21. Quiet Village – Silent Movie
The idea of ambient music, defined by Brian Eno in the liner
notes for 1978’s Music For Airports,
required that “it must be as ignorable as it is interesting.” For purveyors of ambient music of ambient
music in 2008, that maxim should probably be reversed: Ambient music should be
as interesting as it is ignorable. While
Eno undoubtedly changed the way rock musicians think about music, he also
inspired thousands of musicians to lean hard on ignorable qualities, chasing
after the idea of ambient music.
Unfortunately, uninteresting music is exactly that. Ironically, the thrill in listening to
ambient music is often the danger within it:
How much does the artist have to do before he tips over into music that needs to be heard? How little does he have to do to make someone
listen? How much does he have to do to
make someone listen just a little bit? If you put “interesting” on the x-axis of a
graph and “ignorable” on the y-axis, it would be pretty easy to chart most
bands. Two artists this year exploded
that entire idea, creating albums that can’t decide how much they’d actually
like to be heard.

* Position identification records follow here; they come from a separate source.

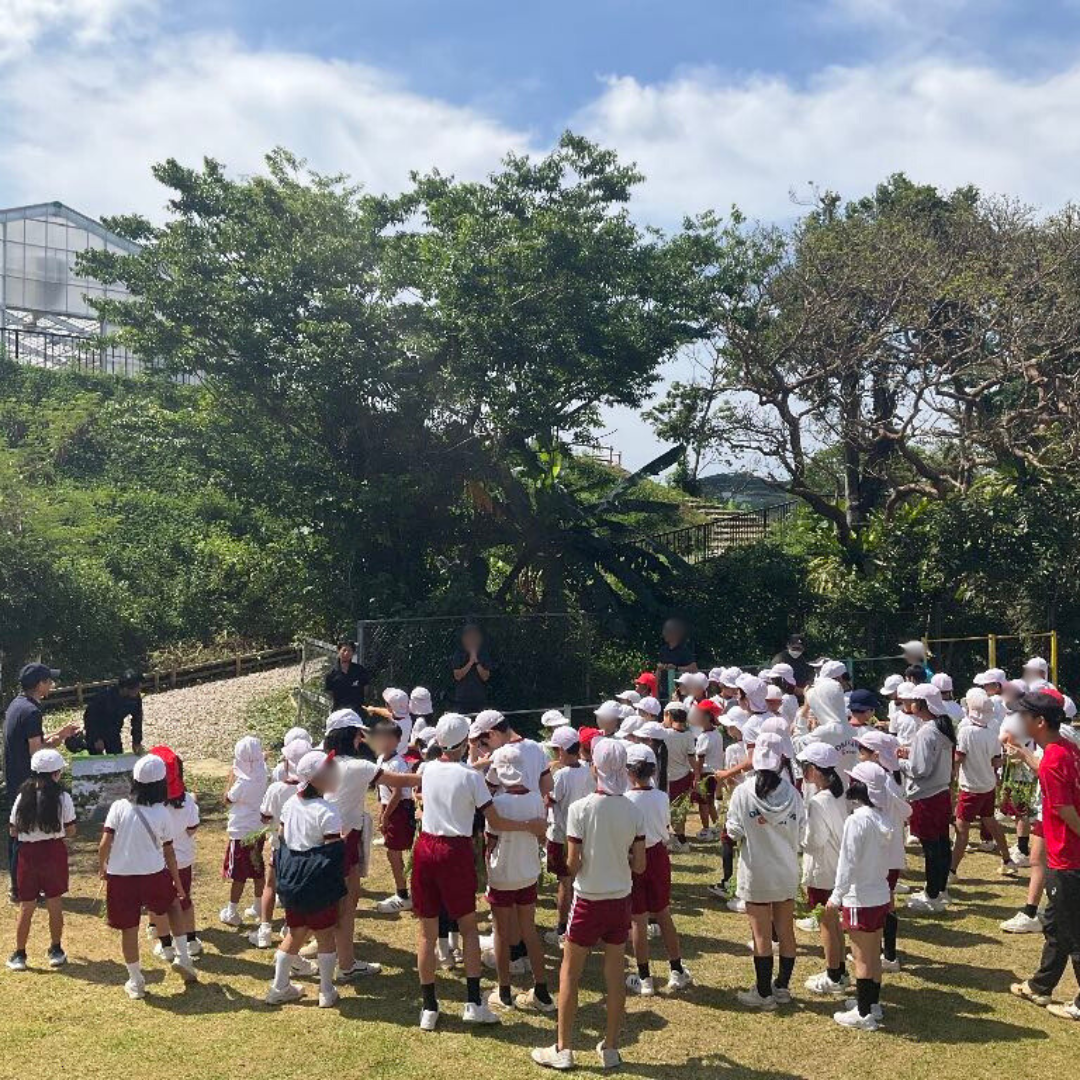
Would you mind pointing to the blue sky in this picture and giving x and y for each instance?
(719, 102)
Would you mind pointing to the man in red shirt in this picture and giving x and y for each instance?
(1060, 783)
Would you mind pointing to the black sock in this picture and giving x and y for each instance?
(864, 995)
(763, 974)
(889, 936)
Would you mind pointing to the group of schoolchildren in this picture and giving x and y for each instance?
(818, 796)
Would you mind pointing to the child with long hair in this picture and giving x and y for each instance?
(138, 865)
(765, 819)
(650, 896)
(243, 859)
(184, 817)
(42, 818)
(826, 811)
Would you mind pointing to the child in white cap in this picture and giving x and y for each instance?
(512, 871)
(650, 898)
(138, 865)
(571, 781)
(42, 819)
(243, 858)
(606, 846)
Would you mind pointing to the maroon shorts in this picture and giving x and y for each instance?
(42, 869)
(444, 876)
(126, 894)
(931, 818)
(556, 859)
(651, 891)
(865, 919)
(185, 873)
(677, 787)
(710, 791)
(243, 863)
(512, 898)
(322, 919)
(598, 920)
(400, 829)
(974, 806)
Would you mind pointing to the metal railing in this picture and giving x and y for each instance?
(694, 543)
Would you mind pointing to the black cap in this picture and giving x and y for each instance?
(31, 675)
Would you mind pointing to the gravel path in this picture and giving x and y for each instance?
(204, 721)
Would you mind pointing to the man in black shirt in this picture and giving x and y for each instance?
(23, 736)
(472, 669)
(347, 680)
(103, 720)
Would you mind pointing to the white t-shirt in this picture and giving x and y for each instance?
(67, 818)
(680, 746)
(606, 826)
(453, 793)
(980, 745)
(393, 764)
(656, 811)
(514, 860)
(181, 819)
(569, 784)
(278, 794)
(306, 823)
(710, 748)
(135, 849)
(355, 775)
(244, 798)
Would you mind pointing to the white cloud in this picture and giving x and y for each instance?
(88, 133)
(705, 142)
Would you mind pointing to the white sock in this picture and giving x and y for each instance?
(282, 968)
(326, 963)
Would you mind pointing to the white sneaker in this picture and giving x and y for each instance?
(478, 1014)
(292, 993)
(823, 985)
(394, 905)
(230, 917)
(261, 937)
(754, 1000)
(552, 1057)
(609, 1058)
(853, 1018)
(1023, 923)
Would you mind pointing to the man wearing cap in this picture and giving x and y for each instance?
(103, 720)
(347, 680)
(23, 736)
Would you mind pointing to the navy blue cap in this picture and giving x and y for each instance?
(863, 701)
(32, 674)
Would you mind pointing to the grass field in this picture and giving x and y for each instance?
(949, 1013)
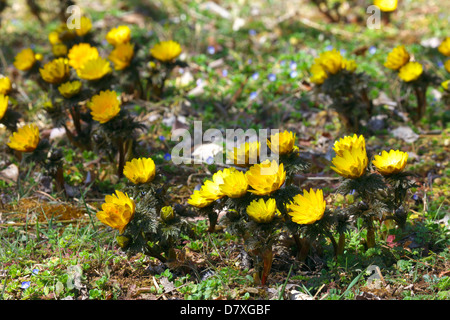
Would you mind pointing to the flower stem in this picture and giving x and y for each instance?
(370, 238)
(121, 148)
(267, 257)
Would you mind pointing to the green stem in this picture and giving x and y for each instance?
(370, 239)
(341, 244)
(121, 147)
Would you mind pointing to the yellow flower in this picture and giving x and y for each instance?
(349, 143)
(141, 170)
(55, 71)
(94, 69)
(351, 164)
(85, 26)
(246, 154)
(266, 177)
(234, 185)
(104, 106)
(410, 71)
(197, 200)
(59, 50)
(25, 59)
(318, 74)
(166, 51)
(70, 89)
(80, 53)
(331, 61)
(3, 105)
(263, 211)
(5, 85)
(447, 65)
(121, 34)
(390, 163)
(444, 47)
(121, 55)
(117, 211)
(25, 139)
(397, 58)
(307, 208)
(282, 142)
(211, 188)
(445, 84)
(386, 5)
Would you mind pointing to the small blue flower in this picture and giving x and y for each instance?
(211, 50)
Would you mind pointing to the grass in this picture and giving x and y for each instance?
(54, 247)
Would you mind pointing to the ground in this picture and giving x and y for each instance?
(247, 67)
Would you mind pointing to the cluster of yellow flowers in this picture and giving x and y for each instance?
(261, 179)
(400, 60)
(329, 63)
(351, 159)
(85, 58)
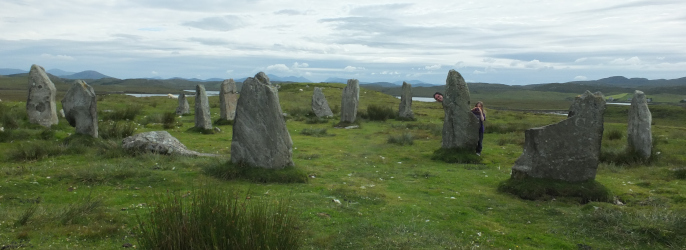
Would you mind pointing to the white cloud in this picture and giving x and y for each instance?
(57, 57)
(631, 61)
(300, 65)
(278, 67)
(433, 67)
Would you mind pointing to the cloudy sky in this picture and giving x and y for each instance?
(510, 42)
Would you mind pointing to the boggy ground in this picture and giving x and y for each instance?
(392, 195)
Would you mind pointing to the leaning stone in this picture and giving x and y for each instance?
(183, 107)
(349, 101)
(202, 108)
(639, 132)
(158, 142)
(80, 108)
(568, 150)
(461, 126)
(40, 105)
(405, 109)
(320, 106)
(260, 136)
(228, 97)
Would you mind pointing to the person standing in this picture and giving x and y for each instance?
(480, 113)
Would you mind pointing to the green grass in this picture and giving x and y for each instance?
(389, 196)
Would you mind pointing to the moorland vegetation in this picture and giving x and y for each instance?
(375, 187)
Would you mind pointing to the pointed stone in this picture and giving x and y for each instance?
(349, 101)
(405, 109)
(183, 107)
(568, 150)
(80, 108)
(228, 98)
(40, 105)
(461, 126)
(639, 133)
(260, 136)
(320, 106)
(202, 108)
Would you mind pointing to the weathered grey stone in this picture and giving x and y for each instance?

Snorkel’s Glass Darkly
and
A collective of six pedigreed and versatile London-based
musicians, Snorkel builds its songs on foundations of simple grooves—often with
only two or three notes—and improvisation.
Each foundation carries a series of genre-explorations. “Rub Attractor/My Elephant” takes a turn
toward mariachi. “Bubble Black” rides on
fantastic, jazzy drum-skittering. Dub,
post-rock and afro-beat all get put through their paces, as do long-forgotten
genres like, say, glitch. Sometimes the
guitars use heavy metal chord patterns.
Frequently, the horns don’t quite fulfill the melodies they
promise. Industrial noises, computer
garble, and flights of laughter reach up through the music. The overall effect of Glass Darkly is bursts of interesting held steady by a bassline of
ignorable.
Quiet Village takes a far different approach—one stylistically closer to Girl Talk, of all people. Joel Martin (Zeus) and Matt Edwards (Radio Slave) take liberal samples from sources considered tragically unhip—we’re talking Janis Ian and The Alan Parsons Project—and weave them into strangely compelling grooves. Unafraid of approaching easy-listening territory, Quiet Village (named after a classic Martin Denny track) seem absolutely fascinated by schmaltz. That preoccupation dominates Silent Movie. Then, the album’s highlights blow up the formula: On “Circus of Horrors,” a psychedelic guitar riff creates the rhythm while syrupy sounds—flutes and TV theme music—frollick underneath. Sirens get dropped into the mix, but even they sound as breezy as a gust of wind off low tide. “Too High To Move” transforms the spoken story from Captain n’ Tenille’s “Never Make Your Move Too Soon” into Isaac Hayes’ “By the Time I Get To Phoenix” for the Starbucks jazz effecianado.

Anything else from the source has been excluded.